BOT_NAME = "Chatbot"

In [49]:
DEBUG = False # set to True to see the prompt sent to the model

In [50]:
device = "cuda" if torch.cuda.is_available() else "cpu"
chat_name_pattern_end = r'\n.+:$' # matches substrings like `\nUser:` at the end

def predict(message, history):
    stop_on_tokens = StopOnTokens()
    stop_on_names = StopOnNames(
        [tokenizer.encode(HUMAN_NAME), tokenizer.encode(BOT_NAME)])

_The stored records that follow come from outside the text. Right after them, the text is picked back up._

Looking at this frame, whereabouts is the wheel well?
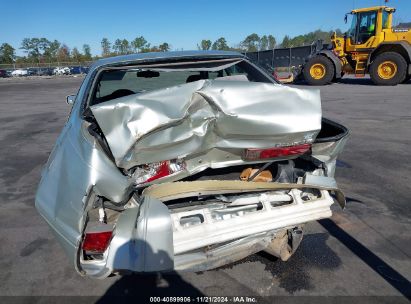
[370,44,411,63]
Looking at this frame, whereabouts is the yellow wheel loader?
[302,6,411,85]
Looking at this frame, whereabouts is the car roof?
[90,51,245,70]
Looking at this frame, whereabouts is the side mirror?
[66,95,76,106]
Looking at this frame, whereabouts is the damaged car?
[35,51,349,278]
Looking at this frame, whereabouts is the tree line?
[0,29,342,64]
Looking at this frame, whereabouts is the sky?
[0,0,411,56]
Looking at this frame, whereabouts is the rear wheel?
[303,55,335,85]
[370,52,407,85]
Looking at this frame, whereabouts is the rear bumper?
[79,178,340,278]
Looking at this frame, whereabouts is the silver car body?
[36,51,348,278]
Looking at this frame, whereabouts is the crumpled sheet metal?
[91,80,321,169]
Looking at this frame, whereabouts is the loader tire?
[370,52,407,86]
[303,55,335,85]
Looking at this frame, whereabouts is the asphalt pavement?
[0,77,411,303]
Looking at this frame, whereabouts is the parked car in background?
[0,70,9,78]
[35,51,349,278]
[53,67,70,75]
[11,69,28,77]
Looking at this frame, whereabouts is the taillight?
[135,159,185,184]
[244,144,311,160]
[81,230,113,254]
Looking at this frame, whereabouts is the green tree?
[121,39,131,55]
[0,43,16,63]
[241,33,260,52]
[268,35,277,50]
[281,35,291,48]
[113,39,122,55]
[212,37,230,51]
[131,36,147,52]
[158,42,170,52]
[101,38,111,57]
[83,44,92,61]
[198,39,211,51]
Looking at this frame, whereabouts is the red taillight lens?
[245,144,311,160]
[146,161,172,183]
[82,231,113,253]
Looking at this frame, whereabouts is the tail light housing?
[81,225,113,254]
[244,144,311,160]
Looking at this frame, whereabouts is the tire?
[370,52,408,86]
[303,55,335,85]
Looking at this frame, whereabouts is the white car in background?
[53,67,70,75]
[11,69,28,77]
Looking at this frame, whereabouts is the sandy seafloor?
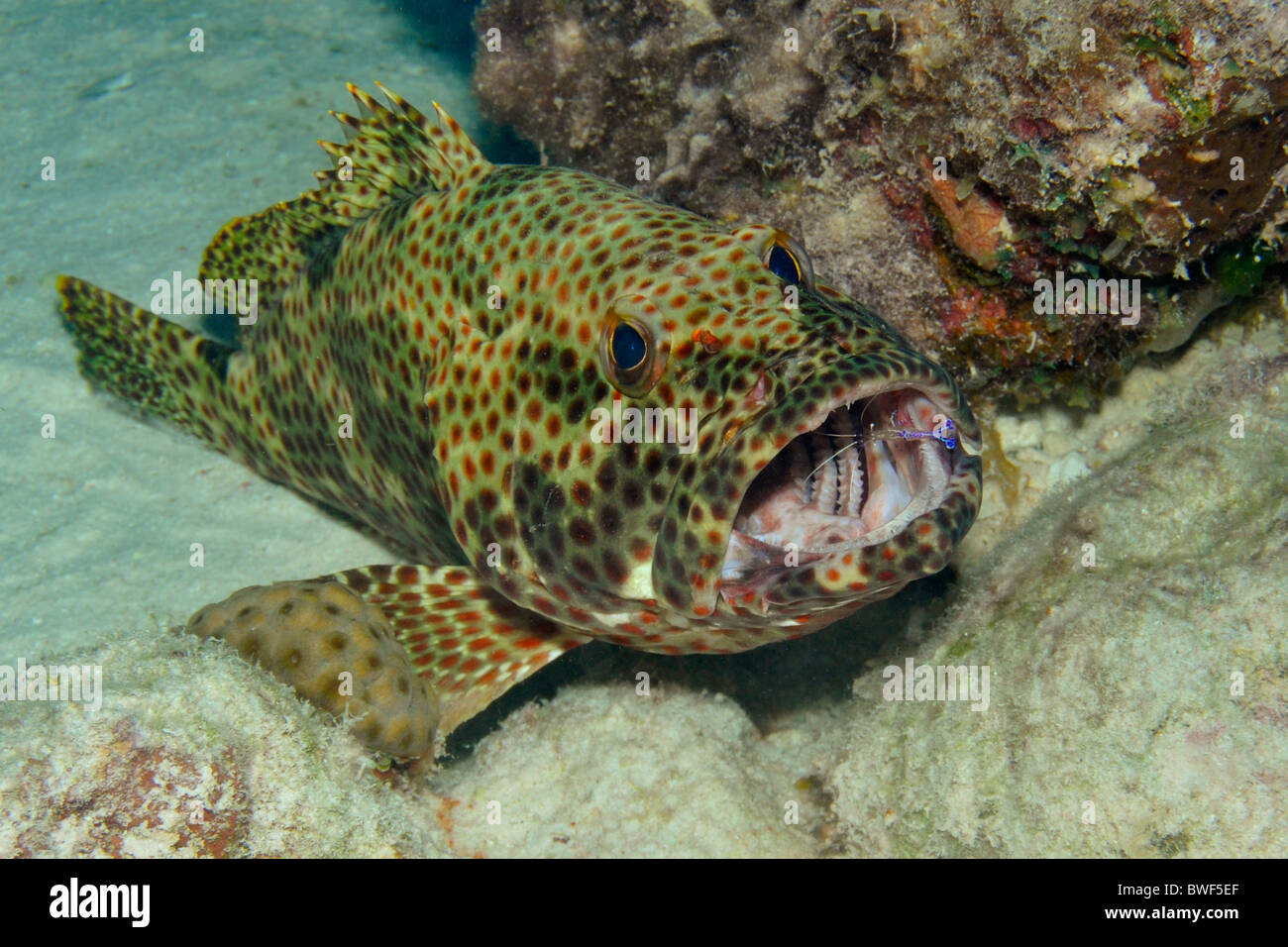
[0,0,1288,857]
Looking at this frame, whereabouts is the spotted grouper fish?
[58,85,980,755]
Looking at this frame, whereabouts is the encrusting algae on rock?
[58,86,980,755]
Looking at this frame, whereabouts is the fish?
[58,84,982,757]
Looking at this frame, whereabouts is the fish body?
[59,86,980,747]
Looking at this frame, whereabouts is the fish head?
[447,180,980,650]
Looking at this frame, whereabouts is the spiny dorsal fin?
[200,82,492,340]
[316,82,492,222]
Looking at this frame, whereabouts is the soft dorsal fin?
[200,82,492,337]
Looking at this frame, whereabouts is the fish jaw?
[654,310,980,623]
[720,386,980,614]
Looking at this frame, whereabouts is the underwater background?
[0,0,1288,857]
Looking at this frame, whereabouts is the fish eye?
[599,296,671,398]
[608,322,648,371]
[763,231,814,290]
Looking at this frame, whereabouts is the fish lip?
[720,378,980,609]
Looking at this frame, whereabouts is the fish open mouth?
[721,386,957,594]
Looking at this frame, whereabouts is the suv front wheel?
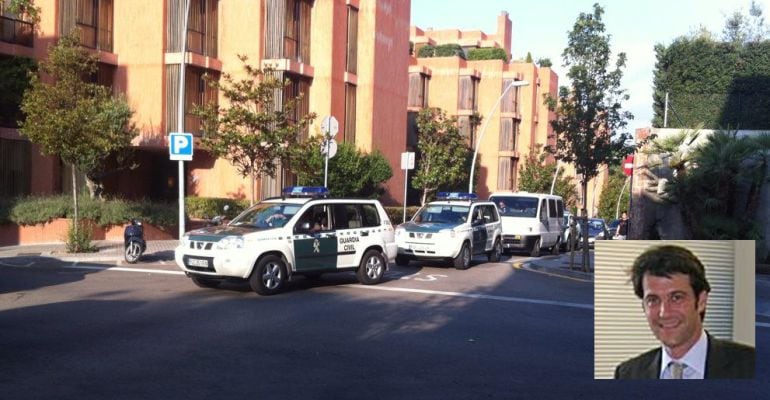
[356,250,387,285]
[249,255,287,296]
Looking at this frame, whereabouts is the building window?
[345,83,356,143]
[75,0,113,52]
[187,0,218,57]
[184,66,214,135]
[0,0,34,47]
[409,72,430,108]
[283,74,310,140]
[0,138,31,197]
[499,118,519,151]
[500,78,520,113]
[497,157,519,190]
[283,0,313,64]
[345,6,358,74]
[457,76,479,111]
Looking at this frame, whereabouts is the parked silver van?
[489,192,564,257]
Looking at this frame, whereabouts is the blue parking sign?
[168,132,193,161]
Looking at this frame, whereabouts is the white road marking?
[62,263,184,275]
[346,285,594,310]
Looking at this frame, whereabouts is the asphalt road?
[0,258,770,399]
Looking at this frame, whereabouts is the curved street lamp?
[468,81,529,193]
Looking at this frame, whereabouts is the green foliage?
[19,31,138,206]
[193,55,315,204]
[599,166,631,221]
[665,131,770,240]
[652,37,770,129]
[385,207,420,225]
[518,144,578,210]
[0,57,37,128]
[417,43,465,59]
[412,108,471,204]
[297,142,393,198]
[546,4,633,209]
[184,197,249,219]
[468,47,508,62]
[0,195,178,227]
[64,221,96,253]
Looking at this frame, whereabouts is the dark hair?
[631,245,711,299]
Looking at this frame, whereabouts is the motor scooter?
[123,219,147,264]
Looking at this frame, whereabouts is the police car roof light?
[283,186,329,197]
[436,192,479,200]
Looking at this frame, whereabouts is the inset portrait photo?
[594,240,756,379]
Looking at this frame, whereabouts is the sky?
[411,0,770,133]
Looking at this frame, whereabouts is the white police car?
[396,192,502,269]
[174,187,396,295]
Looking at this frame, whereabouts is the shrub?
[468,47,508,62]
[417,43,465,59]
[65,220,96,253]
[184,197,249,219]
[0,195,178,227]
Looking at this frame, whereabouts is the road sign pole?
[402,168,409,222]
[324,138,331,189]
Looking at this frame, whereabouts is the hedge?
[468,47,508,62]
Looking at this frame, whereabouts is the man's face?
[642,273,708,358]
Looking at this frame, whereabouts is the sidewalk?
[0,240,179,262]
[516,249,594,281]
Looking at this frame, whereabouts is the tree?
[546,4,633,268]
[412,108,470,204]
[599,165,631,222]
[193,55,315,205]
[537,57,553,68]
[665,130,770,240]
[19,32,138,251]
[293,141,393,198]
[518,144,578,209]
[722,0,769,46]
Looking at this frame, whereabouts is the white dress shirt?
[660,330,708,379]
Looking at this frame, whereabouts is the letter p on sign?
[168,132,193,161]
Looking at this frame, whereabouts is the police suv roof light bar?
[436,192,479,200]
[281,186,329,198]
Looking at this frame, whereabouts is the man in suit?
[615,245,755,379]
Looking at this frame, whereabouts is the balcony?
[0,16,34,47]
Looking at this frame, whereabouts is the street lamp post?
[468,81,529,193]
[177,0,190,240]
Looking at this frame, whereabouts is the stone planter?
[0,218,177,246]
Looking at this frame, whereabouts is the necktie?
[668,361,686,379]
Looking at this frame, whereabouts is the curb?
[511,256,594,282]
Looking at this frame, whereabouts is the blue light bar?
[436,192,479,200]
[283,186,329,198]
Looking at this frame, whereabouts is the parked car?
[396,192,502,269]
[588,218,612,247]
[174,186,397,295]
[489,192,564,257]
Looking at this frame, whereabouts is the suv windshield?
[489,196,537,218]
[230,203,302,229]
[412,204,471,224]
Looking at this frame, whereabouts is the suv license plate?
[187,258,209,268]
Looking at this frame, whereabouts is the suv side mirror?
[294,222,310,233]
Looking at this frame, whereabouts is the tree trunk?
[249,172,257,207]
[72,164,79,237]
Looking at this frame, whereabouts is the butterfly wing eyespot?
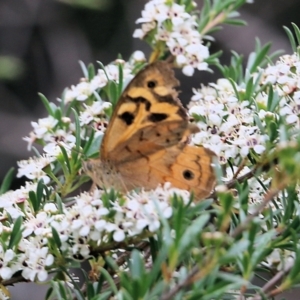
[147,80,156,89]
[182,170,195,180]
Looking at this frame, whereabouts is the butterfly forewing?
[101,62,189,161]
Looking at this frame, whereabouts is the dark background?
[0,0,300,300]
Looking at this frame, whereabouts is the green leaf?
[79,60,89,78]
[178,214,209,254]
[38,93,54,117]
[72,108,81,153]
[0,168,15,195]
[8,216,23,249]
[28,191,40,212]
[51,227,61,249]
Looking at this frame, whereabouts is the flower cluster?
[189,79,268,164]
[0,183,189,281]
[133,0,209,76]
[261,53,300,129]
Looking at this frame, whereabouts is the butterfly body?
[84,62,215,199]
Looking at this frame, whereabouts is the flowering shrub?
[0,0,300,300]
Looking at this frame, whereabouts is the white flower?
[31,116,58,139]
[17,155,53,184]
[79,101,111,126]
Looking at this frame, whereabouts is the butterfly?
[83,61,215,200]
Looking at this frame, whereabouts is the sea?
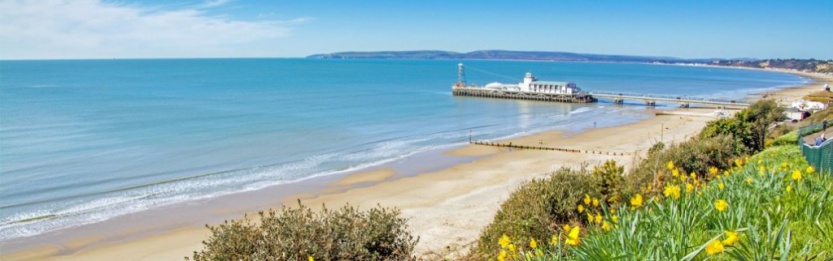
[0,59,809,242]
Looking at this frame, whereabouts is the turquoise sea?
[0,59,807,242]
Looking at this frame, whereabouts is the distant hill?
[307,50,681,62]
[307,50,833,73]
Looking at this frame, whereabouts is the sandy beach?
[2,71,833,260]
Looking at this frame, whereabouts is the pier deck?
[589,92,749,108]
[451,87,596,103]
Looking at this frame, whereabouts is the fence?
[798,123,833,174]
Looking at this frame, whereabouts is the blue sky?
[0,0,833,59]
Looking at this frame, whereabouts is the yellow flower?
[497,234,511,248]
[663,185,680,199]
[706,240,723,255]
[722,231,738,246]
[792,170,802,181]
[709,167,718,176]
[714,199,729,212]
[631,194,642,207]
[565,227,581,246]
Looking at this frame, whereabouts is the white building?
[484,73,581,95]
[790,100,827,111]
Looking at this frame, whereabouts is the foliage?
[471,168,601,259]
[492,141,833,260]
[623,136,742,195]
[186,201,418,260]
[700,100,784,153]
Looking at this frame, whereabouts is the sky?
[0,0,833,59]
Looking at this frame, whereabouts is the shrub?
[192,201,418,260]
[623,135,742,196]
[700,100,784,154]
[471,168,601,260]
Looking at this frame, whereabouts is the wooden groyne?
[451,87,596,103]
[469,141,634,156]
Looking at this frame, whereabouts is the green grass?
[494,143,833,260]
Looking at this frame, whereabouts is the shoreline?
[3,68,833,260]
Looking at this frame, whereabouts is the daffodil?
[709,167,718,176]
[662,185,680,199]
[706,240,723,255]
[565,227,581,246]
[497,234,511,248]
[714,199,729,212]
[721,231,738,246]
[631,194,642,207]
[792,170,803,181]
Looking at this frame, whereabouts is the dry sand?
[2,68,833,260]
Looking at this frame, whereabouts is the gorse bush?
[700,100,784,154]
[186,202,418,260]
[492,139,833,260]
[622,135,743,196]
[470,168,601,259]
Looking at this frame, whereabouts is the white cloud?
[0,0,310,59]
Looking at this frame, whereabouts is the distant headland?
[307,50,833,73]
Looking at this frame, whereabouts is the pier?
[589,92,749,108]
[451,87,596,103]
[451,63,749,108]
[469,141,634,156]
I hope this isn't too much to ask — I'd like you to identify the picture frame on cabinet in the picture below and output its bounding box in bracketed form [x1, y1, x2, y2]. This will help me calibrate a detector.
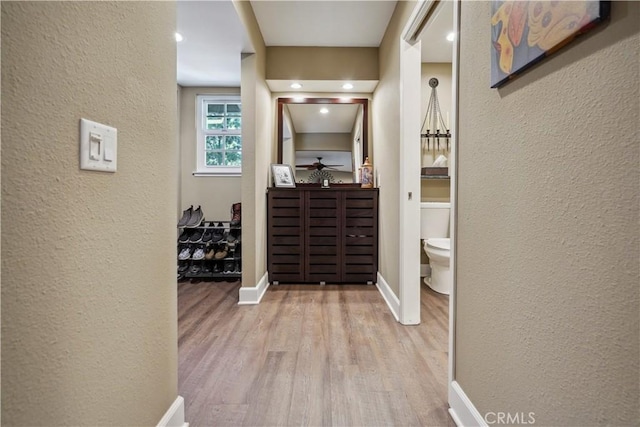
[271, 163, 296, 188]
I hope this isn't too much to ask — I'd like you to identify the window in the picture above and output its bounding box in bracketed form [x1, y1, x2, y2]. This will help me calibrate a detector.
[194, 95, 242, 175]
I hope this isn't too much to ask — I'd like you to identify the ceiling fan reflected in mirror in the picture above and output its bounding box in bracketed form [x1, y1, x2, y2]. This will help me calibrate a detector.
[296, 157, 344, 171]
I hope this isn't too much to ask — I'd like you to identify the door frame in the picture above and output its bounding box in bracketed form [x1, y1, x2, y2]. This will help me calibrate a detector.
[399, 0, 465, 414]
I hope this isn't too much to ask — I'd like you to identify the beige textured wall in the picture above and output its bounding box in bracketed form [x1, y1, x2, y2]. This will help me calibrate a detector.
[455, 2, 640, 426]
[233, 0, 276, 287]
[2, 2, 178, 426]
[267, 46, 378, 80]
[371, 1, 416, 295]
[180, 87, 241, 221]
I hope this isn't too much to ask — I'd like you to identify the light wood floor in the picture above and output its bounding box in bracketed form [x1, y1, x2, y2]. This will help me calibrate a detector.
[178, 282, 455, 427]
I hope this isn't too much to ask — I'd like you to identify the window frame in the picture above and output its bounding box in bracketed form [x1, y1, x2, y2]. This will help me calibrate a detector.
[193, 94, 244, 176]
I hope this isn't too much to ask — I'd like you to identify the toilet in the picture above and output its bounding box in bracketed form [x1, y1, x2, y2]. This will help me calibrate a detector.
[420, 202, 452, 295]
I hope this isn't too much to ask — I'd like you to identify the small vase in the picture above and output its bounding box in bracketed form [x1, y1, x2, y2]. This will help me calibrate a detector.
[360, 157, 373, 188]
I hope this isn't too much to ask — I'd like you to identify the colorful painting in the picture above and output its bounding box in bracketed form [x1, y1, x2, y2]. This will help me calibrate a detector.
[491, 0, 611, 88]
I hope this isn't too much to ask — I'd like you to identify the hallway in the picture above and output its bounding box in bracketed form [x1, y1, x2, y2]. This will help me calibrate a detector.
[178, 282, 454, 427]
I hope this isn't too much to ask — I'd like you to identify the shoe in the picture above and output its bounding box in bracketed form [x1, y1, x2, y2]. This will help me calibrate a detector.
[191, 248, 204, 261]
[189, 230, 202, 243]
[178, 205, 193, 227]
[178, 230, 193, 243]
[224, 259, 236, 273]
[202, 228, 213, 243]
[227, 228, 240, 243]
[178, 248, 191, 261]
[211, 222, 224, 243]
[213, 245, 229, 259]
[185, 206, 204, 227]
[231, 203, 242, 227]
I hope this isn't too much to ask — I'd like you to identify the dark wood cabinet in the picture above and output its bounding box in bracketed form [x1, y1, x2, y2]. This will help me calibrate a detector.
[267, 186, 378, 283]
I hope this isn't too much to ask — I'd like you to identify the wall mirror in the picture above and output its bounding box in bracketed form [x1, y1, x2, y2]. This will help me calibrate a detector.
[278, 98, 369, 183]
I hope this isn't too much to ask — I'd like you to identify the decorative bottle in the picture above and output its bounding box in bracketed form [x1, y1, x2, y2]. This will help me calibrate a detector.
[360, 157, 373, 188]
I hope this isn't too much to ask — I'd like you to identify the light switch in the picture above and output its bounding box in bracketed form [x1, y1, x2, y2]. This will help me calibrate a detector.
[80, 119, 118, 172]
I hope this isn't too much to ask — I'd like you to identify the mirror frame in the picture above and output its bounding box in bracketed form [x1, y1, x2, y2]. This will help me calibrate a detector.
[278, 97, 369, 163]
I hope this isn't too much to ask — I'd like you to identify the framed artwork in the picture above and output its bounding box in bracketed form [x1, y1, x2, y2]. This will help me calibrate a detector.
[491, 0, 611, 88]
[271, 163, 296, 188]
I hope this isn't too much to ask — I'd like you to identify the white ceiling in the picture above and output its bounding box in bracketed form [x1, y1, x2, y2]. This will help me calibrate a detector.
[419, 0, 453, 62]
[176, 0, 251, 87]
[251, 0, 396, 47]
[176, 0, 453, 88]
[287, 104, 360, 133]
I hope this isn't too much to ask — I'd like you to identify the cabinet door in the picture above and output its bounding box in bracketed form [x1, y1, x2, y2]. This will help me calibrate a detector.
[342, 190, 378, 283]
[305, 190, 341, 283]
[267, 189, 304, 283]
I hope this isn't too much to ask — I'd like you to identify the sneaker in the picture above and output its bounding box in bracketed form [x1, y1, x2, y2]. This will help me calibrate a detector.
[191, 248, 204, 260]
[178, 229, 193, 243]
[178, 248, 191, 261]
[211, 222, 224, 243]
[185, 206, 204, 227]
[178, 205, 193, 227]
[224, 259, 236, 273]
[227, 228, 240, 243]
[189, 230, 202, 243]
[231, 203, 242, 227]
[202, 228, 213, 243]
[213, 245, 229, 259]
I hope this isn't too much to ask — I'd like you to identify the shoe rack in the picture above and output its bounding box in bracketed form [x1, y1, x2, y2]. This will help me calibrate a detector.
[178, 218, 242, 280]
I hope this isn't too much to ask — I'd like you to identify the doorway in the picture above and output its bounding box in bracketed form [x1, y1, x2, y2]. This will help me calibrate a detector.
[399, 0, 462, 425]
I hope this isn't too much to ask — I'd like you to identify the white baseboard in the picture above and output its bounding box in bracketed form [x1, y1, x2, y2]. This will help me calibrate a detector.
[158, 396, 189, 427]
[449, 381, 487, 427]
[376, 272, 400, 321]
[238, 272, 269, 305]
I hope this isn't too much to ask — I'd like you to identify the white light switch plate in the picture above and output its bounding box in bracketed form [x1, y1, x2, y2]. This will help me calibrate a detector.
[80, 119, 118, 172]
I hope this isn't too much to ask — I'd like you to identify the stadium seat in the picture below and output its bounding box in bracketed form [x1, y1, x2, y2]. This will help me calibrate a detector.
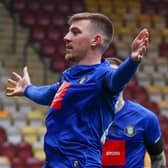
[27, 0, 41, 12]
[13, 0, 26, 13]
[11, 157, 25, 168]
[0, 156, 11, 168]
[25, 157, 44, 168]
[31, 24, 46, 43]
[0, 110, 11, 128]
[41, 39, 57, 58]
[16, 141, 33, 163]
[40, 0, 56, 13]
[20, 10, 36, 28]
[36, 11, 51, 27]
[0, 126, 7, 144]
[0, 141, 16, 160]
[159, 41, 168, 59]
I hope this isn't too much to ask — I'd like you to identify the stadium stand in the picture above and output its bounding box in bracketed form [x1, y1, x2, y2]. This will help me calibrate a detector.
[0, 0, 168, 168]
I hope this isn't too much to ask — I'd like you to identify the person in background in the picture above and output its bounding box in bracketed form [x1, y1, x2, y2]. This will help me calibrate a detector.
[102, 57, 166, 168]
[6, 12, 149, 168]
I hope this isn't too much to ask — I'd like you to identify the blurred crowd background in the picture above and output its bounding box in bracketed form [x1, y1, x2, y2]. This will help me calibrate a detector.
[0, 0, 168, 168]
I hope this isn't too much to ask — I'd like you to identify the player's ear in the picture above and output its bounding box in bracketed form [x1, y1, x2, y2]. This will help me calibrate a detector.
[91, 34, 102, 47]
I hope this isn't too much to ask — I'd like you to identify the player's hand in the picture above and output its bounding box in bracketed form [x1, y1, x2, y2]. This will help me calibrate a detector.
[131, 28, 149, 61]
[6, 67, 31, 96]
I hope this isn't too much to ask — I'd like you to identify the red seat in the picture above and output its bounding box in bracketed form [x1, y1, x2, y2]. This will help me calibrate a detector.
[0, 141, 16, 160]
[36, 11, 51, 27]
[25, 157, 44, 168]
[159, 42, 168, 58]
[31, 25, 46, 42]
[11, 157, 25, 168]
[41, 39, 58, 58]
[132, 86, 149, 103]
[51, 12, 66, 28]
[27, 0, 41, 12]
[0, 127, 7, 145]
[71, 0, 85, 13]
[21, 10, 36, 27]
[16, 142, 33, 161]
[47, 25, 63, 43]
[13, 0, 26, 13]
[41, 0, 55, 13]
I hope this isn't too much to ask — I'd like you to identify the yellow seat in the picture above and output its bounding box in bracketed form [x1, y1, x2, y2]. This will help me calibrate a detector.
[137, 14, 152, 28]
[33, 146, 46, 160]
[151, 14, 166, 30]
[144, 152, 151, 168]
[158, 100, 168, 117]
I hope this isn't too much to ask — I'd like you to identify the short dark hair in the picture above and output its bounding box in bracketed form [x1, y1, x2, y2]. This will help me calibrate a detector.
[68, 12, 113, 52]
[106, 57, 122, 66]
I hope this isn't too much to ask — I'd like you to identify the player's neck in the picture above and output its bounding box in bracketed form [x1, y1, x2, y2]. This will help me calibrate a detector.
[115, 97, 125, 113]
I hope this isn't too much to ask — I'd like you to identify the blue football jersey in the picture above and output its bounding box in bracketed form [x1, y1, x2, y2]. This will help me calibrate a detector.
[25, 58, 139, 168]
[102, 100, 161, 168]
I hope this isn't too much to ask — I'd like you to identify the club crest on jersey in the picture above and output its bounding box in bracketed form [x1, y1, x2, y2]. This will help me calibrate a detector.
[124, 125, 136, 137]
[79, 76, 87, 84]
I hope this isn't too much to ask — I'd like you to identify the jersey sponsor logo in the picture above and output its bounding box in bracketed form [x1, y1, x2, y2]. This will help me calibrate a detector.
[51, 82, 70, 109]
[124, 125, 136, 137]
[79, 76, 88, 84]
[102, 140, 126, 166]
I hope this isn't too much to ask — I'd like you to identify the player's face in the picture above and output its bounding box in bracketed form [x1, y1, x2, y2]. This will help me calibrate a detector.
[64, 20, 93, 62]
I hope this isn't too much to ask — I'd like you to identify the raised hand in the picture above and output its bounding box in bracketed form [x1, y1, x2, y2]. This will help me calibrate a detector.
[6, 67, 31, 96]
[131, 28, 149, 61]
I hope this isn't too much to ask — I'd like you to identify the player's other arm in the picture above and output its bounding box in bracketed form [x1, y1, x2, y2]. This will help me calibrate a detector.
[6, 67, 58, 105]
[106, 29, 149, 92]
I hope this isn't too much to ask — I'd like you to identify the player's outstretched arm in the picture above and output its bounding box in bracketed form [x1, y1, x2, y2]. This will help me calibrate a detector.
[131, 28, 149, 61]
[150, 152, 166, 168]
[6, 67, 31, 97]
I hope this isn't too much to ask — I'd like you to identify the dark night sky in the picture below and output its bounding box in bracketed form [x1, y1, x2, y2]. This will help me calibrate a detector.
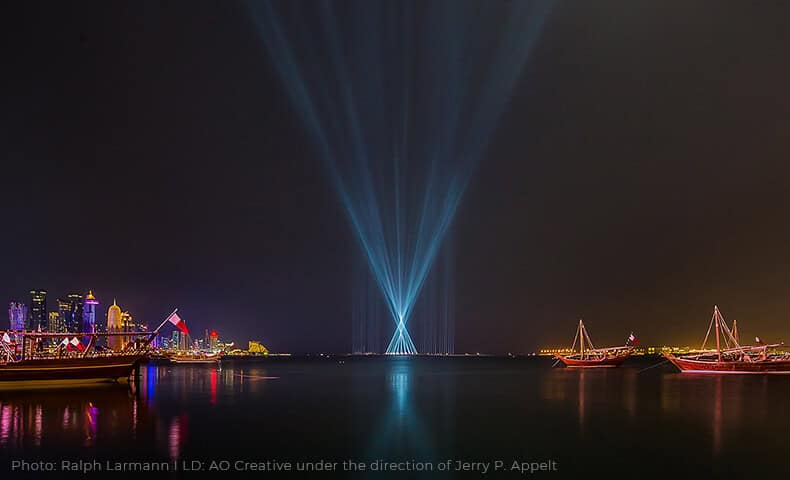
[0, 0, 790, 352]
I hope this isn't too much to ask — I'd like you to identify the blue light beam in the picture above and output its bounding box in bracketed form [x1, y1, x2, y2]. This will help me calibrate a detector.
[249, 0, 551, 354]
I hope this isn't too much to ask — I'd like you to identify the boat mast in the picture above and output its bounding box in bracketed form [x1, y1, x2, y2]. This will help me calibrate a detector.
[732, 320, 740, 344]
[713, 305, 721, 362]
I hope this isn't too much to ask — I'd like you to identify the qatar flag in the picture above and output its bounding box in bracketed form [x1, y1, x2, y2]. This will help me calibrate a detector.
[167, 312, 189, 335]
[69, 337, 85, 352]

    messages = "".join(["".join(
        [f"\n{HUMAN_NAME}: "+item[0], f"\n{BOT_NAME}:"+item[1]]
    ) for item in history]).strip()

    input_dict = {
        "human_input": message,
        "chat_history": messages,
    }

    input_prompt = chat_chain.invoke(input_dict).text
    if DEBUG: print(input_prompt)

    model_inputs = tokenizer([input_prompt], return_tensors="pt").to(device)
    streamer = TextIteratorStreamer(tokenizer, timeout=10., 
                                    skip_prompt=True, skip_special_tokens=True)
    generate_kwargs = dict(
        model_inputs,
        streamer=streamer,
        max_new_tokens=256,
        do_sample=True,
        top_p=0.95,
        top_k=1000,
        temperature=1.0,
        num_beams=1,
        stopping_criteria=StoppingCriteriaList([stop_on_tokens, stop_on_names])
        )
    t = Thread(target=model.generate, kwargs=generate_kwargs)
    t.start()

    partial_message = ""
    for new_token in streamer:
        partial_message += new_token
        match = re.search(chat_name_pattern_end, partial_message)
        if match:
            partial_message = partial_message[:-len(match.group())]
        yield partial_message
        

gr.ChatInterface(predict).queue().launch()

Running on local URL:  http://127.0.0.1:7880

To create a public link, set `share=True` in `launch()`.